Se stare collegato su Facebook fosse stato un lavoro, saremmo stati tutti milionari.
Ma le persone che salutano celebrità defunte sui social network che cosa salutano a fare se le suddette persone son passate a miglior vita? Forse se si vuole fare i becchini lo si dovrebbe fare con più classe e farsi un giro al cimitero. E magari restarci.
Quanta ipocrisia. Ci sono ancora persone convinte che fingere di stare bene mostrando i lati migliori (se ce ne fossero) di loro su Facebook, li faccia stare veramente meglio. E che mostrare felicità con foto ricordo, la possono sentire veramente. Sveglia! Non prendete per il culo il mondo, ma voi stessi.
Ma anche tu sei iscritto a Facebook?No!
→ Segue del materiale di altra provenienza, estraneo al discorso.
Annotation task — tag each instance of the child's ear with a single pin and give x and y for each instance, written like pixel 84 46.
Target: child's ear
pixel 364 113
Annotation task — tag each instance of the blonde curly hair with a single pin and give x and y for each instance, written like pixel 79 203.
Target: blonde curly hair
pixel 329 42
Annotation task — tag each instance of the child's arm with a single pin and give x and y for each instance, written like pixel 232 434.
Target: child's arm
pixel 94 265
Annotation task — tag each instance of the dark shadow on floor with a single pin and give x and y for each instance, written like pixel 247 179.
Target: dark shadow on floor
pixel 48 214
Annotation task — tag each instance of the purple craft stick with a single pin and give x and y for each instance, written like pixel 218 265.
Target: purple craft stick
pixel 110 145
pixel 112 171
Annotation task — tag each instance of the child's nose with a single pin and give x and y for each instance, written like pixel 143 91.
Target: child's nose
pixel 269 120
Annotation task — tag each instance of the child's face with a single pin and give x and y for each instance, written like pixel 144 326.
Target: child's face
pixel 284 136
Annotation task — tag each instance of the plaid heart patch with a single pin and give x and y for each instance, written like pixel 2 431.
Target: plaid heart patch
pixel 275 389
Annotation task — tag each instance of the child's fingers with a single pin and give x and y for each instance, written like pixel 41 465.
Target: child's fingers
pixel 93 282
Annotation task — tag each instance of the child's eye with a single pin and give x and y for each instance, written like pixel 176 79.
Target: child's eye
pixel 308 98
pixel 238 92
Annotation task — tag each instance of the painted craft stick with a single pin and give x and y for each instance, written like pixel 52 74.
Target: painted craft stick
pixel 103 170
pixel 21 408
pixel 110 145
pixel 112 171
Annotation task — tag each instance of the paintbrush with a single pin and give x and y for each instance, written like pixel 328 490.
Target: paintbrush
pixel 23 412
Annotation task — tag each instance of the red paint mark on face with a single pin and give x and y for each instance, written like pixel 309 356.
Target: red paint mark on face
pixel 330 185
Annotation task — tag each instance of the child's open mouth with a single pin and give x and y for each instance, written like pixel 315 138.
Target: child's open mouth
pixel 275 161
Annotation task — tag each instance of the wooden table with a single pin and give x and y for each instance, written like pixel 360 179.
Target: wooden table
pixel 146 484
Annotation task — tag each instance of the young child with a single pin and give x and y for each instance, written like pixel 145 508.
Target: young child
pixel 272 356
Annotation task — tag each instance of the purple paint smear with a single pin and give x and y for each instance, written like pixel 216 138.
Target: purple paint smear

Io sto con la CIGL e non ho nessuna intenzione di cambiare!
Attenti a chi date fiducia sui social, dietro si può nascondere un maniaco, un pedofilo, uno che si spaccia per scrittore ed altro non è che un pusillanime. Fate attenzione donne, loro puntano sul vostro lato debole per circuirvi.
Se le rivoluzioni si facessero su facebook gli italiani sarebbero meglio degli zapatisti.
Vorrei dire a tutti quelli che ho conosciuto su Facebook, che nonostante i loro sforzi, non sono riusciti a cambiare quello che sono e che voglio essere nella mia vita. Le critiche, l’arroganza, le minacce, l’incoerenza e la rabbia nei miei confronti, soltanto per non essere come loro mi volevano, mi hanno reso quella che sono oggi. Una persona libera di continuare a sbagliare, pensare e decidere, ma sempre e solo con la mia testa e non con quella degli altri.